Another old film I watched recently is The Pianist, a WWII-era film (made in 2002) about the pianist and composer Władysław Szpilman, a Holocaust survivor, who lived through the war years hiding out in various places in the Warsaw ghetto.  It’s a great film with a fine performance by Adrian Brody and direction by Roman Polanski. (it was on Netflix until recently but you can rent it for $3.99 now on YouTube). The film was adapted from Szpilman’s book titled The Pianist: The Extraordinary Story of One Man’s Survival in Warsaw, 1939-45, which he wrote soon after his survival. The book was published in Poland in 1946 and then suppressed. German and English translations were finally published in 1998 and 1999. Both the film and the book are worth your time for the author’s first-person accounts of seeing his family members being loaded on trains and sent off to Treblinka and his own survival, helped by friends and strangers and finally by a sympathetic and music-loving German officer.

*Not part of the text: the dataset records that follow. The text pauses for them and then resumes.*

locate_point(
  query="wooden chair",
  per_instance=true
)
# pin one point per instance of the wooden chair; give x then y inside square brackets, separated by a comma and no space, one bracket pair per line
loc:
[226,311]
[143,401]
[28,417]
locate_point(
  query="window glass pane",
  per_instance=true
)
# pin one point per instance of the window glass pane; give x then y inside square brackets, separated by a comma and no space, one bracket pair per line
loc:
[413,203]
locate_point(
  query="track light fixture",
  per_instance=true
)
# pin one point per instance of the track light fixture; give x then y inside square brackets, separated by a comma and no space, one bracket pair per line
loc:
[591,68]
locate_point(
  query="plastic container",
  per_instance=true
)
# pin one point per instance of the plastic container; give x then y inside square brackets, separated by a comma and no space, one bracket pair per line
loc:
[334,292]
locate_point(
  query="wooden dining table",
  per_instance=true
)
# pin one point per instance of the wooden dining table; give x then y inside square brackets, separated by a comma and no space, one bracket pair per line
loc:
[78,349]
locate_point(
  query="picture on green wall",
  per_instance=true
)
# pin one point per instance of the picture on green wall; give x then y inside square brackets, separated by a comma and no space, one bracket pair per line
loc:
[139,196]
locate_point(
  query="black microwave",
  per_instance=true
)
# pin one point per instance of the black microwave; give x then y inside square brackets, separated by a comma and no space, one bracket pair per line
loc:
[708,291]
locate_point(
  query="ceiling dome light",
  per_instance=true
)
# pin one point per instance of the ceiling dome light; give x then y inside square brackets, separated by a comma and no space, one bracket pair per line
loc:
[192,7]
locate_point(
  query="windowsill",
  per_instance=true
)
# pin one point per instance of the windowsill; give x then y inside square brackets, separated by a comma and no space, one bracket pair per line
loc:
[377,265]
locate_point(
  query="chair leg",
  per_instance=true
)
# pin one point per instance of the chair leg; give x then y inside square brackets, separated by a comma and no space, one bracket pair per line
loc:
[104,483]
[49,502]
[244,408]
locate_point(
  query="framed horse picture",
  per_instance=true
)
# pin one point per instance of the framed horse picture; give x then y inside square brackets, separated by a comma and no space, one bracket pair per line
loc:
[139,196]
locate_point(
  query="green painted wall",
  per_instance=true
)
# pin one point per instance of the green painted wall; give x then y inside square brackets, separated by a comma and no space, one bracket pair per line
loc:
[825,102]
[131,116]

4 Comments on “No News: Watching Old Movies for the Sake of My Sanity”

  1. Melinda Longford Power says:

    Garden of the Finzi-Continis! Yes!

    Like

  2. Marianne Lindwedel (Denk -Helmold) says:

    Thanks so much, dear Nancy, for the great movie recommendations, I know only two of them and will stream them not only to forget all the ugly news from DC but also to have food for thought in times of the virus when cinemas and theatres are closed.
    Thank you and keep up the good spirit— if I may say so.

    Like

    • nancysbishop says:

      Thanks so much for your comment, Marianne. I love to get your perspective from Germany. I’m sure you will like the de Sica movie because it’s a beautiful film, despite the wartime background in which it’s set. Be well, my friend.

      Like

  3. Boy I hear that! Lots of anxiety this past week. I have been wanting to curl up with an old movie for days!